Mushola di Mall

Tuesday, January 5, 2010
Liburan tahun baru kemarin, kami sekeluarga memilih silaturahim dengan orang tua di Klaten. Di sela-sela silaturahim, istri mengajak jalan-jalan ke Plasa Klaten, disana ada salah satu tenant yang cukup di kenal masyarakat yaitu matahari.

Pengunjungnya cukup ramai, perkiraan pengunjung saat itu sekitar seribuan orang. Kami lihat banyak discount yang di tawarkan, mulai dari 20 % - 70 % dan juga ada yang disount 20 ribu + 50 %. Istri saya memilih-milih baju kemeja untuk d hadiahkan kepada saya ( seneng juga punya istri yang suka memberi hadiah tiba-tiba), tapi dengan halus saya menolaknya. Menurut saya harga di sana walaupun sudah discount 50% tetap saja mahal apalagi merknya bukan dalam negeri, lebih baik beli di klewer atau PKL, kemanfaatannya jelas karena bisa menggerakkan ekonomi kecil. Akhirnya kami tidak jadi untuk berbelanja.

Puas kami melihat-lihat barang untuk sekedar survei harga, kamipun bersegera menuju mushola untuk menunaikan sholat magrib. Tiba di mushola, betapa heran dan kaget saya.. pintu utama untuk masuk ke mushola satu pintu dengan pintu masuk ke toilet wanita, dengan prasangka baik saya tetap masuk menuju mushola. Sampai di mushola, alangkah sedih dan miris hati ini... luas mushola mungkin sama dengan luas toilet ! hanya cukup untuk 3 orang, dan ruangan tepat di sebelah depan mushola berjajar beberapa toilet wanita. Sepertinya ruangan mushola tersebut memang tidak di desain untuk sholat, hal ini terlihat interior ruangannya yang sama persis dengan interior toilet.



Betapa sangat kontras dengan suasana di luar, bangunan 3 lantai yang sangat luas dan bersih. Setiap sudut ruangan di penuhi dengan orang yang sedang melakukan transaksi.Tetapi, musholanya sangat mengenaskan ! Dan cenderung mengarah pada penghinaan sebuah mushola yang di sucikan kaum muslimin.
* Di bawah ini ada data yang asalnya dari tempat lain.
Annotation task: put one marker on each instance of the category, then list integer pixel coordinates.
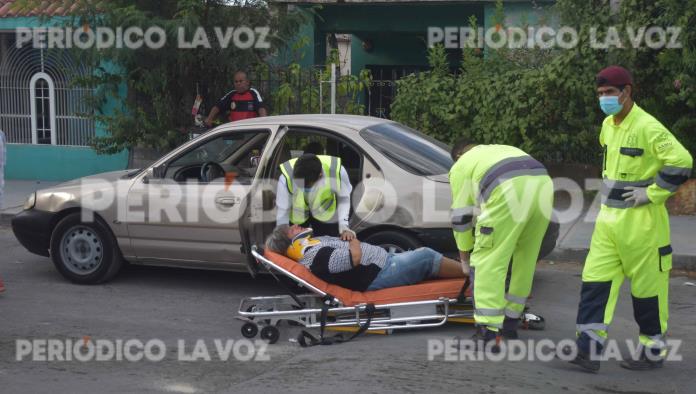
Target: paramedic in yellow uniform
(511, 195)
(643, 166)
(314, 191)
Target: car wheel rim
(81, 250)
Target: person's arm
(282, 202)
(258, 103)
(676, 168)
(221, 105)
(212, 115)
(355, 252)
(464, 260)
(463, 208)
(343, 207)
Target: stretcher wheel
(249, 330)
(531, 321)
(270, 334)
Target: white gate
(38, 104)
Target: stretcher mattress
(424, 291)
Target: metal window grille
(19, 67)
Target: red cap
(614, 76)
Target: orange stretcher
(327, 306)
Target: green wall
(58, 163)
(55, 162)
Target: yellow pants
(628, 243)
(511, 225)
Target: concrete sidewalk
(573, 241)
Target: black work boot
(483, 337)
(509, 330)
(585, 358)
(645, 362)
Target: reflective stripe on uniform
(591, 327)
(596, 337)
(462, 218)
(336, 186)
(488, 312)
(288, 178)
(462, 227)
(612, 192)
(516, 299)
(670, 178)
(508, 169)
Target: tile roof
(47, 8)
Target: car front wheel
(85, 252)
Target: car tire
(394, 241)
(85, 253)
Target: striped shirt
(331, 261)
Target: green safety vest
(323, 206)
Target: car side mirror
(159, 171)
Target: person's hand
(355, 251)
(348, 235)
(637, 195)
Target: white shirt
(284, 205)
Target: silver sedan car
(205, 204)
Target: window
(236, 152)
(298, 142)
(411, 150)
(43, 112)
(43, 116)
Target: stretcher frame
(306, 309)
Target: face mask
(610, 105)
(300, 243)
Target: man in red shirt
(242, 103)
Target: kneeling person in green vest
(314, 191)
(511, 195)
(357, 265)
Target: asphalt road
(173, 305)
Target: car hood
(110, 176)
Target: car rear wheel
(85, 253)
(394, 241)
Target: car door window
(235, 153)
(298, 142)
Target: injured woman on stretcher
(360, 266)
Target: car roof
(356, 122)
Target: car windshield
(411, 150)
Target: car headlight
(31, 201)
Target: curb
(679, 261)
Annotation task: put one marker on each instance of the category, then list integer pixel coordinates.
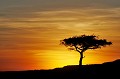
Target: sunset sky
(31, 30)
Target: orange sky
(30, 37)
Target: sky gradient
(31, 30)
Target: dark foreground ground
(97, 71)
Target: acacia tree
(83, 43)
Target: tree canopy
(83, 43)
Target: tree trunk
(81, 57)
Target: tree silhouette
(83, 43)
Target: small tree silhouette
(83, 43)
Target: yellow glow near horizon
(32, 42)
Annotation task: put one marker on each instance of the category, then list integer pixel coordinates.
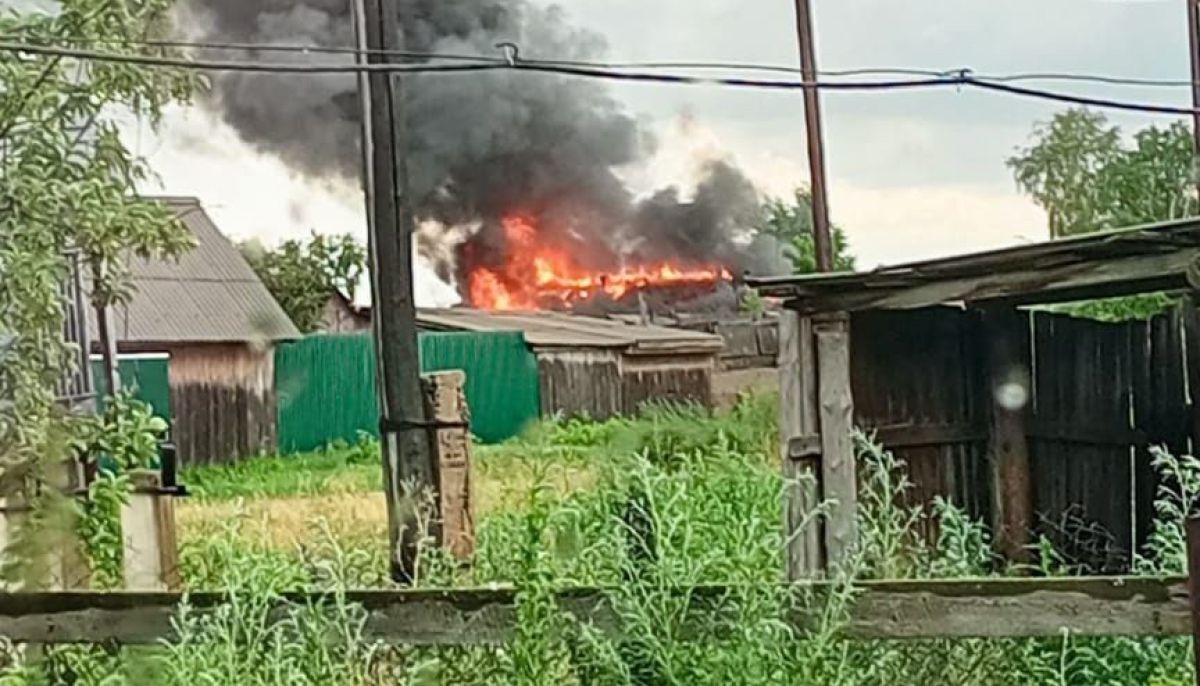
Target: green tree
(790, 222)
(1083, 173)
(304, 276)
(67, 182)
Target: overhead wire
(958, 78)
(304, 48)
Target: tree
(304, 276)
(67, 182)
(1085, 176)
(791, 224)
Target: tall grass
(681, 498)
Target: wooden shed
(219, 325)
(599, 367)
(1033, 421)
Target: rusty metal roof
(1126, 262)
(545, 330)
(210, 295)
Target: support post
(148, 530)
(1009, 385)
(448, 407)
(839, 474)
(822, 239)
(801, 445)
(409, 464)
(1194, 589)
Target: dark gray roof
(1126, 262)
(210, 295)
(545, 330)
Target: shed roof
(547, 330)
(1126, 262)
(210, 295)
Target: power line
(961, 78)
(307, 49)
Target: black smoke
(481, 145)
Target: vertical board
(676, 379)
(1084, 435)
(918, 383)
(327, 385)
(580, 383)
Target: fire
(538, 276)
Apa susahnya membuatruangan untuk mushola yang layak dengan bangunan sebesar itu ? Bukankah mushola tersebut di butuhkan para konsumen dan karyawan di situ ?

Saya tidak tahu apakah sebagian besar mall memang begitu kondisinya ..?

Sebuah masukan untuk pihak berwenang, dalam hal ini pemda/pemkot :
Hendaknya ketika perijinan pendirian mall di ajukan, di lihat dulu site plan untuk publik area terutama mushola. Pastikan bahwa mushola ada dalam site plan yang di usulkan.

Saya jadi teringat dengan sebuah mall di Bandung yang kami kunjungi saat milad TDA ke-3, menurut saya mall tersebut benar-benar fonomenal. Bangunannya cukup megah, terdiri 6 lantai, karyawannya semua berbusana rapi dan menutup aurat. Diluarnya terlukis 99 Asmaul Husna. Nama mall tersebut adalah Abdurrahman bin 'Auf Trade Center (ATECE). Pemiliknya bernama H Alay, pengusaha pribumi asal Bikittinggi. Info tentang ATECE ada di sini : http://www.tangandiatas.com/print.php?ar_id=180
Seandainya setiap kota ada mall seperti ATECE tentu akan menjadi alternatif utama bagi muslimin untuk berbelanja.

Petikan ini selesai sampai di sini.